Iwo..ich glaub war auf Seite 30 bin ich über nen Beitrag von dir gestolpert, da hast du, bzw. da haben die User darüber diskutiert was Wissenschaft ist, was beweisbar ist und wer sich iwelche Titel geben darf, wer wirklich Ahnung hat und wer nicht. Du hattest da immer wieder einen Autor genannt dem du vertraust.

Und da musste ich an ne Situation denken die ich grade in nem anderen Forum ähnlich erlebt hab. Da kam einer in den Chat und hat sich als Psychologe ausgegeben obwohl er das nicht studiert hat. Aber weil es da iwie nen grauen Bereich gibt der nicht geschützt ist hat er sich trotzdem so betitelt.
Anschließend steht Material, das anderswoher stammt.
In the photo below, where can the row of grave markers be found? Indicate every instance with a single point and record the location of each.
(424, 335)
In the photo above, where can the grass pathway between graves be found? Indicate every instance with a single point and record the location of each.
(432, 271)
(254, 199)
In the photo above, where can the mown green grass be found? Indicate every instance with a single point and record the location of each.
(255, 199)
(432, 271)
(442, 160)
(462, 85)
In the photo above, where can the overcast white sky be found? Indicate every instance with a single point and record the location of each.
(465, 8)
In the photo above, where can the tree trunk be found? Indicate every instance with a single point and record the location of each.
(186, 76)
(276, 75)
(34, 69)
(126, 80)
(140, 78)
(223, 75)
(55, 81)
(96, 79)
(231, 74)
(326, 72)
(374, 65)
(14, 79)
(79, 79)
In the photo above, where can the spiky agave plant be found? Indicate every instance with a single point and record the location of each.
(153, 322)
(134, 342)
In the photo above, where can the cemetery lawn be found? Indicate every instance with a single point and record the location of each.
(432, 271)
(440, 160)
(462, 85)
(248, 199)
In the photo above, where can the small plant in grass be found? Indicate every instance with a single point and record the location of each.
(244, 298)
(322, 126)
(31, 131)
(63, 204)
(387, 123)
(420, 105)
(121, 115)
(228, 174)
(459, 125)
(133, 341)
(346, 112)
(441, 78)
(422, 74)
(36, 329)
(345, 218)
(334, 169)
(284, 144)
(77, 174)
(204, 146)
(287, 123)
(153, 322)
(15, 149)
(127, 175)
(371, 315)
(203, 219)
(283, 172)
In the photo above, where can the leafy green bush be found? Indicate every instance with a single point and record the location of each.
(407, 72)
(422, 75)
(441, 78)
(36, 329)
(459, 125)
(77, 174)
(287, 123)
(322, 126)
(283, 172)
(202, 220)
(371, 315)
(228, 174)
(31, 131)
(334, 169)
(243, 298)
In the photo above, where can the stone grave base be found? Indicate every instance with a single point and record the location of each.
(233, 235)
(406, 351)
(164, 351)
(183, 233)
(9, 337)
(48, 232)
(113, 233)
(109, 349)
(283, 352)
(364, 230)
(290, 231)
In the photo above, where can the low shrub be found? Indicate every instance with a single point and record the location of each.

Die Frage die mir jetzt kam in Bezug auf den Thread hier und Wiedergeburt... ab wann gilt eig jemand als zuverlässige Quelle? Als erfahren, als Profi, als Wissender? Wie kann man das unterscheiden wem man bei so wichtigen Fragen vertrauen kann? Also was macht jemandem zum Experten? Und kann da eig demjenigen ne schlimme Konsequenz drohen wenn er anderen Menschen hilft, Tipps gibt oder z.B. ein Selbsthilfebuch schreibt mit seinen Erfahrungen, er aber eig kein "Fachmann" ist?

Ich dachte da so.. gerade Themen die nen Menschen vll sehr beschäftigen.. da waren es jetzt psychische Probleme, hier waren es (bei mir) Sinnesfragen bezogen auf die Seele/Karma, das sind ja eig Themen bei denen man behutsam mit den Menschen sein muss. Wie kann ich da unterscheiden wem ich vertrauen kann, wer mir wirklich Hilfe oder professionelle Dinge an die Hand geben kann? Kann es nicht auch gefährlich sein sich einen Titel zu geben den man eig nicht hat und damit die Menschen an die man sich richtet noch mehr zu verunsichern?